In the second lesson, Paul argues with the Corinthians that they aren’t seeing the importance of newness in Jesus. When someone is reborn into God’s family through Jesus, their old self no longer exists, and they are a new creation in Christ (5:17). And as new creations, we are privileged to partake in the ministry of reconciliation, as God reconciles the world to Godself (18-19). As ambassadors for Christ, we beg—and this word is important—others to allow themselves to be reconciled to a God who is crazy in love with them, so that they, too, can be made a new creation in Christ (20).

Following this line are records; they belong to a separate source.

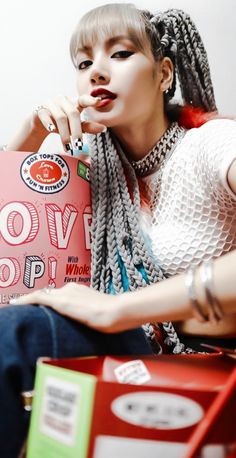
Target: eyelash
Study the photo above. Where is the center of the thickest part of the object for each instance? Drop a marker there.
(122, 55)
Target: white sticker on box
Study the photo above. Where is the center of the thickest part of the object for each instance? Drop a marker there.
(158, 410)
(133, 372)
(59, 411)
(115, 447)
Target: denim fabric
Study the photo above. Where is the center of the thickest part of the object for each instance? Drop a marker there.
(28, 332)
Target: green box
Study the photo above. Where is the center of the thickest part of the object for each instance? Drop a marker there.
(61, 415)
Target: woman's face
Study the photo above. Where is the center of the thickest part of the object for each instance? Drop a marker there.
(126, 79)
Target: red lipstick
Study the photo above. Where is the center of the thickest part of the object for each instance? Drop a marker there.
(105, 95)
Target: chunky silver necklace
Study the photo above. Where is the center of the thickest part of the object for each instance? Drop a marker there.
(163, 149)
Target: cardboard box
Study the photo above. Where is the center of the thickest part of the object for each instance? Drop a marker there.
(119, 407)
(45, 222)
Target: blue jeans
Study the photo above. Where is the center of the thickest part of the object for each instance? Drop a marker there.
(28, 332)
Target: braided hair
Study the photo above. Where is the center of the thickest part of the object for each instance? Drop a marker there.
(174, 34)
(120, 258)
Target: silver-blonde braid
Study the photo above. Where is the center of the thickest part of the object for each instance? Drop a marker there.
(116, 230)
(179, 39)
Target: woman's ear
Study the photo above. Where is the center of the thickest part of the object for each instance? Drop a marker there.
(167, 70)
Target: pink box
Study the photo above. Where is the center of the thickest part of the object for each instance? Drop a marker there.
(45, 222)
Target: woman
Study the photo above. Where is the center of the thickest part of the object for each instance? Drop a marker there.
(126, 64)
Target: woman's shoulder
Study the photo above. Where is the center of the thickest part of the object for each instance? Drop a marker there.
(213, 133)
(215, 126)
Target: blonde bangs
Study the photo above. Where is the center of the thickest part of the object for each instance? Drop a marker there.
(108, 21)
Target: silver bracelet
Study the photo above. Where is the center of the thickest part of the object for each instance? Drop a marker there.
(190, 284)
(215, 310)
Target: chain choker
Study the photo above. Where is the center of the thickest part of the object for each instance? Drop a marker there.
(164, 147)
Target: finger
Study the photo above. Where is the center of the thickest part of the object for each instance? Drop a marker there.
(74, 121)
(85, 101)
(43, 114)
(91, 127)
(61, 119)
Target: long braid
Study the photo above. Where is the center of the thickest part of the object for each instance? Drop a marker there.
(118, 245)
(116, 232)
(180, 40)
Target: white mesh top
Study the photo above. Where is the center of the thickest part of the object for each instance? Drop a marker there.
(193, 210)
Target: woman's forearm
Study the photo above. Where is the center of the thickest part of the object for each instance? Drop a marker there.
(168, 300)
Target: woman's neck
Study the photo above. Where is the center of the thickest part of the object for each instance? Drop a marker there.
(138, 140)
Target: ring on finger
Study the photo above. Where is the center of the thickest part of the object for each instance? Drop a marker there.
(47, 289)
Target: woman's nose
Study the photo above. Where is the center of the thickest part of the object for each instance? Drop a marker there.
(99, 75)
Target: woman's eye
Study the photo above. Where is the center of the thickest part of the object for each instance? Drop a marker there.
(84, 64)
(122, 54)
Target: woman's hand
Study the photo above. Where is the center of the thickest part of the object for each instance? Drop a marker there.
(92, 308)
(60, 115)
(63, 116)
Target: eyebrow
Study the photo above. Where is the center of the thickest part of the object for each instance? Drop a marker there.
(110, 42)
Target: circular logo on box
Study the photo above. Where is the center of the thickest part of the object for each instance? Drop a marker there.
(157, 410)
(45, 173)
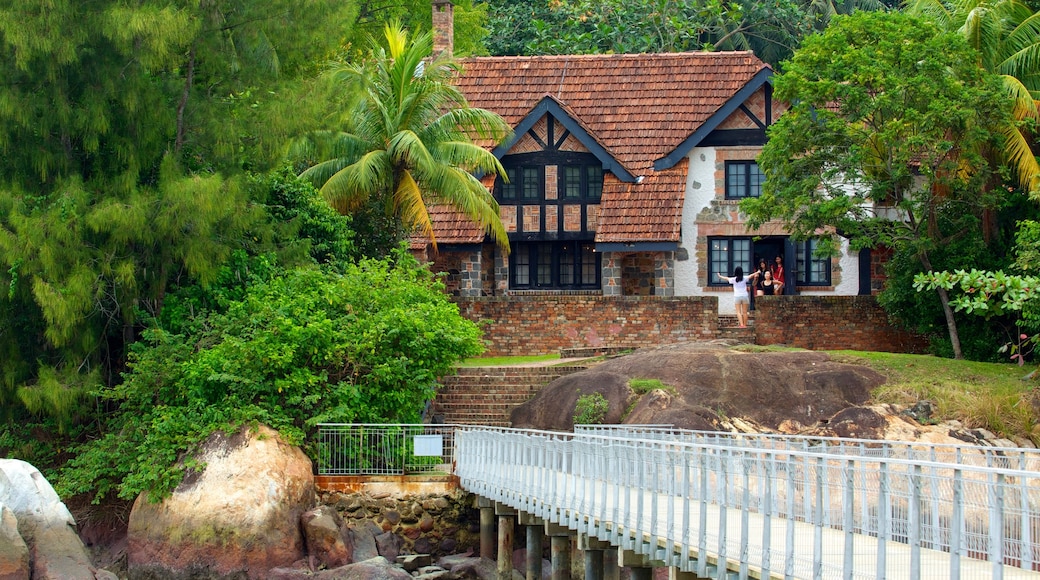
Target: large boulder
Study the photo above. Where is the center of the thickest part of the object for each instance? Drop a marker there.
(328, 539)
(44, 524)
(237, 518)
(705, 384)
(14, 552)
(374, 569)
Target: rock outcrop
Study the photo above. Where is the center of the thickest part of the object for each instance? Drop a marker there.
(704, 384)
(238, 518)
(14, 552)
(45, 526)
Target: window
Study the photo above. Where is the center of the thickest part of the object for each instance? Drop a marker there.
(509, 190)
(531, 183)
(811, 270)
(581, 182)
(726, 255)
(744, 179)
(554, 266)
(577, 181)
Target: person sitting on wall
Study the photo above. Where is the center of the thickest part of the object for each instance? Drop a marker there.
(768, 286)
(777, 269)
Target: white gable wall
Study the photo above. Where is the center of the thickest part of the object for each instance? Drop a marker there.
(700, 192)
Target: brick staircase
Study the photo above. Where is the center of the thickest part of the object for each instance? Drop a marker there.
(487, 395)
(729, 330)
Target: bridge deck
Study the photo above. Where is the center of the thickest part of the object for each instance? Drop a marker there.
(673, 527)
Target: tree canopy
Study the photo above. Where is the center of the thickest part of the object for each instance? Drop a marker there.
(1006, 36)
(123, 129)
(408, 139)
(884, 139)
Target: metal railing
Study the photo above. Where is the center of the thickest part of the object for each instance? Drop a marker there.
(383, 449)
(994, 456)
(796, 510)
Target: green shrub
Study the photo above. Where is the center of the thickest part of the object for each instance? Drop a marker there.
(591, 410)
(308, 346)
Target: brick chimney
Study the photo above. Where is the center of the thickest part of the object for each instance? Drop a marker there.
(443, 27)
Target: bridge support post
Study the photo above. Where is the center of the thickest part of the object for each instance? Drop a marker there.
(534, 526)
(507, 517)
(594, 555)
(487, 508)
(611, 569)
(560, 549)
(638, 563)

Finally, Jesus tells the well-known parable of the wasteful son and forgiving father. I and other scholars have warned that this parable is not a simply 1-to-1 analogy between God and humans with the father and wayward and jealous sons. Still, we do see a pattern of compassion and forgiveness that is multiplied and magnified in heaven. When the son who spent much of the family wealth returned from his misdeeds, the human father, who let his child go without protest, ran out to meet him, full of compassion. He embraced his son and kissed him—though he said no words to him, only to the servants (Luke 15:21-24). When the older son came to complain of unfair treatment (and it was unfair!), the father only said, “We must celebrate your brother, since he was dead and now he has begun to live, he was lost and now he is found.” This is the closest analog to heaven in the parable. When someone is saved, Jesus testifies that there is great rejoicing in heaven—the dead come alive and the lost are found. Something new is made from something that was dead and lost.
Even during Lent, we remember that Christians are a resurrection people. We don’t look for a disembodied spiritual heaven, and we don’t become angels with harps and halos. Instead, we hold on to the much grittier, material promises of God in Scripture: the dead will be resurrected. Bodies will be remade. Jesus wasn’t a ghost. He ate and touched and cooked and walked. And so will we. God is making all things new and doesn’t give up on anything. Not creation, not you and not me.